Si parla ancora a tanti anni dalla morte di Eduardo, ma non si parla più di suo fratello Peppino. In vita Eduardo ebbe onori e riconoscimenti – meritati, meritatissimi -, fu anche nominato dal Presidente della Repubblica Sandro Pertini senatore a vita, il suo teatro fu rappresentato in tutto il mondo e tradotto in tutte le lingue, persino in russo e in cinese.

Peppino invece visse sempre ai margini, non fu mai accettato dalla cultura ufficiale, e il suo teatro pur avendo grande successo in patria, non varcò mai, tranne rare eccezioni, i confini nazionali e non fu mai rappresentato nei teatri più importanti.

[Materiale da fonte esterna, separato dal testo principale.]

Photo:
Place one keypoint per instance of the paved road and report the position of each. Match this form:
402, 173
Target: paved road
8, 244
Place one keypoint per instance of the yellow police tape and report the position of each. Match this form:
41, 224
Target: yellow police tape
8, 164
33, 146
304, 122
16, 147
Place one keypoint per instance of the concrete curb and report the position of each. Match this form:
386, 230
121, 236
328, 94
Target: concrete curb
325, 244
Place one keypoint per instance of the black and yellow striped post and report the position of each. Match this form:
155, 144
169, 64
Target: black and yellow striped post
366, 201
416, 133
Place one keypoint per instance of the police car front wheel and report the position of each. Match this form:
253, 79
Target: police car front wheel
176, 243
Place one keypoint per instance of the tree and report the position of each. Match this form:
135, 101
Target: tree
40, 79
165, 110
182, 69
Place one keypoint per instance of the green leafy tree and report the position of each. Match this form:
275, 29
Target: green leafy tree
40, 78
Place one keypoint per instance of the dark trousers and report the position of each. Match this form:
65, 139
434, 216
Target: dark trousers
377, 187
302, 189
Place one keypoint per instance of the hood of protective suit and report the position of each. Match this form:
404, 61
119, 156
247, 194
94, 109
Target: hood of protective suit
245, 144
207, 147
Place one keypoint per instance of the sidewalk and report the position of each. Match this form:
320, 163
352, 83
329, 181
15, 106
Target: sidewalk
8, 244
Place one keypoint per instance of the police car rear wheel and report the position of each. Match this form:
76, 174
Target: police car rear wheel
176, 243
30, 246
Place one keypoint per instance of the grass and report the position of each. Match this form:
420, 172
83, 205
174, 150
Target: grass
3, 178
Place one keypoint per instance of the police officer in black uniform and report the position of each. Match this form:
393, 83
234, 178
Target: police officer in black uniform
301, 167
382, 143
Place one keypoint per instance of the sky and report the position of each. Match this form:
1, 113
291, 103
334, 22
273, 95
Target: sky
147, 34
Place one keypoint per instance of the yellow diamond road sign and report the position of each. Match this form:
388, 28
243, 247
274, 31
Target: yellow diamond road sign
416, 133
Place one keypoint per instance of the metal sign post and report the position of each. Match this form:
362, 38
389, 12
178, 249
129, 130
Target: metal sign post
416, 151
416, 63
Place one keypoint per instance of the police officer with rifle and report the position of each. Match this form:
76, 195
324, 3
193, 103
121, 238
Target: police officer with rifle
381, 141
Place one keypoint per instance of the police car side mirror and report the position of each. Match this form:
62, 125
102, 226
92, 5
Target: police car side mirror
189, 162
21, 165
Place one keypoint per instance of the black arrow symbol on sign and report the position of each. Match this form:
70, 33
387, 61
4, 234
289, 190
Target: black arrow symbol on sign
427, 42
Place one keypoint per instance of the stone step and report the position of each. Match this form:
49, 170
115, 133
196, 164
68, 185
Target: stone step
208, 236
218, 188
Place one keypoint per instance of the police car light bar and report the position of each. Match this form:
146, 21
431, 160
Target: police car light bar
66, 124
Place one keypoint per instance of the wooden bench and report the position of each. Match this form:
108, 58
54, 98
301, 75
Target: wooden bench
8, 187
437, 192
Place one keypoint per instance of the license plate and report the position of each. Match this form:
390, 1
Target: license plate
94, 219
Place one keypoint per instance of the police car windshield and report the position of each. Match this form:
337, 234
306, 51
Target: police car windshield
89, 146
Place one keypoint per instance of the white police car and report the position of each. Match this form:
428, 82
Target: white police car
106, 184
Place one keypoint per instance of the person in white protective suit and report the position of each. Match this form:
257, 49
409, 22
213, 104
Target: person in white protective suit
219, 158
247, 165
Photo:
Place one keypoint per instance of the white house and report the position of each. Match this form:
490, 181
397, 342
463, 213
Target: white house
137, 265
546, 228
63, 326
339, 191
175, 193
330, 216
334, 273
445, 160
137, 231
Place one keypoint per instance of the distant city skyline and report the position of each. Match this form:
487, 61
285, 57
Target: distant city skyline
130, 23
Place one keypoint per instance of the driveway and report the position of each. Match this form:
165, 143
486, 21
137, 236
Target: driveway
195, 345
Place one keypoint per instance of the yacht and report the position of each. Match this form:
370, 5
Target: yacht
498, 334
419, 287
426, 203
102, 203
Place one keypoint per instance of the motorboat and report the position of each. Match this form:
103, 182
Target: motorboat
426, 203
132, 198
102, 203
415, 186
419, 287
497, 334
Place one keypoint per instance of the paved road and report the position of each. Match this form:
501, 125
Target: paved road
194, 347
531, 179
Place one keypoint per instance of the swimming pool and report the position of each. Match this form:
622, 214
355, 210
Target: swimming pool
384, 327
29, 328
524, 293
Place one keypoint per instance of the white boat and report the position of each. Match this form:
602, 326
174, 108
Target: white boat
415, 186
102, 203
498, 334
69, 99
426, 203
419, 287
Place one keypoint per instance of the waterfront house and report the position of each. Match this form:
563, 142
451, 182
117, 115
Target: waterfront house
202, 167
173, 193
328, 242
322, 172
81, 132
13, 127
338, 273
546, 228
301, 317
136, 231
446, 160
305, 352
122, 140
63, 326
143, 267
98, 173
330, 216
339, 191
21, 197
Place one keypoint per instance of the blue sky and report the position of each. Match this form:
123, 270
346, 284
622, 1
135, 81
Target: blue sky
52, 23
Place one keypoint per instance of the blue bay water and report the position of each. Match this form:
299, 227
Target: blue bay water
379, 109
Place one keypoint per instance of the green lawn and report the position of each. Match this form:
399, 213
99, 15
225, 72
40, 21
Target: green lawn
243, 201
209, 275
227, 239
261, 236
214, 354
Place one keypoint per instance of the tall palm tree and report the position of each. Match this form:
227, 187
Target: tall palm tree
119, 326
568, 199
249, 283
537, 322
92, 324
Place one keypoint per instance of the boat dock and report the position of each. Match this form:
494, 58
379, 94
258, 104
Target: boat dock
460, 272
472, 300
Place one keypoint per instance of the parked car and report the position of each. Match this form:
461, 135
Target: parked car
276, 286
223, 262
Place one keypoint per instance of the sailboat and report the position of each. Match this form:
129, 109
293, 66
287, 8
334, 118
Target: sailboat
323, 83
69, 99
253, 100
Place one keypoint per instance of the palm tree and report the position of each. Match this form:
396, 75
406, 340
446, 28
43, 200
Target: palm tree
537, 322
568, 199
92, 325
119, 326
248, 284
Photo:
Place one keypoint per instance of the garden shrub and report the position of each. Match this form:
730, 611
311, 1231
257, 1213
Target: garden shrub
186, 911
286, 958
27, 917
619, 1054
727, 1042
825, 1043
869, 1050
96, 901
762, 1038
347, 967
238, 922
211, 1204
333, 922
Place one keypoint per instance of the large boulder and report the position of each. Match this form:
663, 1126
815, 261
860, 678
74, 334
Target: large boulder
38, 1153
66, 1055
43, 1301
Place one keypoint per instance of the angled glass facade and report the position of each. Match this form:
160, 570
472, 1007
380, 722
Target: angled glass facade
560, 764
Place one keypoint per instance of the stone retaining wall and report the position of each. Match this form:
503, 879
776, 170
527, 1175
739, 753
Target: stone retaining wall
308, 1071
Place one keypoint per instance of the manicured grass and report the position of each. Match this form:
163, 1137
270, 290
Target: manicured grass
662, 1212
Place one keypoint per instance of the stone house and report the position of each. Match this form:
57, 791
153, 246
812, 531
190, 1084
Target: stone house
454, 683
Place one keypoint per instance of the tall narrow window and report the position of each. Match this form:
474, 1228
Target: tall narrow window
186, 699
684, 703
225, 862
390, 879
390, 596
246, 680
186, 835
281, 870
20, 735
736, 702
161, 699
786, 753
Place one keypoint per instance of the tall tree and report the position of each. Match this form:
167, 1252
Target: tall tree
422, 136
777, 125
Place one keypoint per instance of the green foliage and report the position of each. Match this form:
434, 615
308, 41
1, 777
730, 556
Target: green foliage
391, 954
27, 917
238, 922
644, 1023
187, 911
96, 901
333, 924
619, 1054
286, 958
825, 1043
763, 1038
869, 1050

Peppino attribuiva tutto questo all’ostilità di suo fratello, più autorevole e più influente sulle maniglie della politica.

Lo disse a più riprese pubblicamente e lo scrisse anche in un libro di memorie che si intitolava Una famiglia difficile e nel quale rivangava impietosamente le miserie della sua famiglia, segnata da segreti e da liti furibonde.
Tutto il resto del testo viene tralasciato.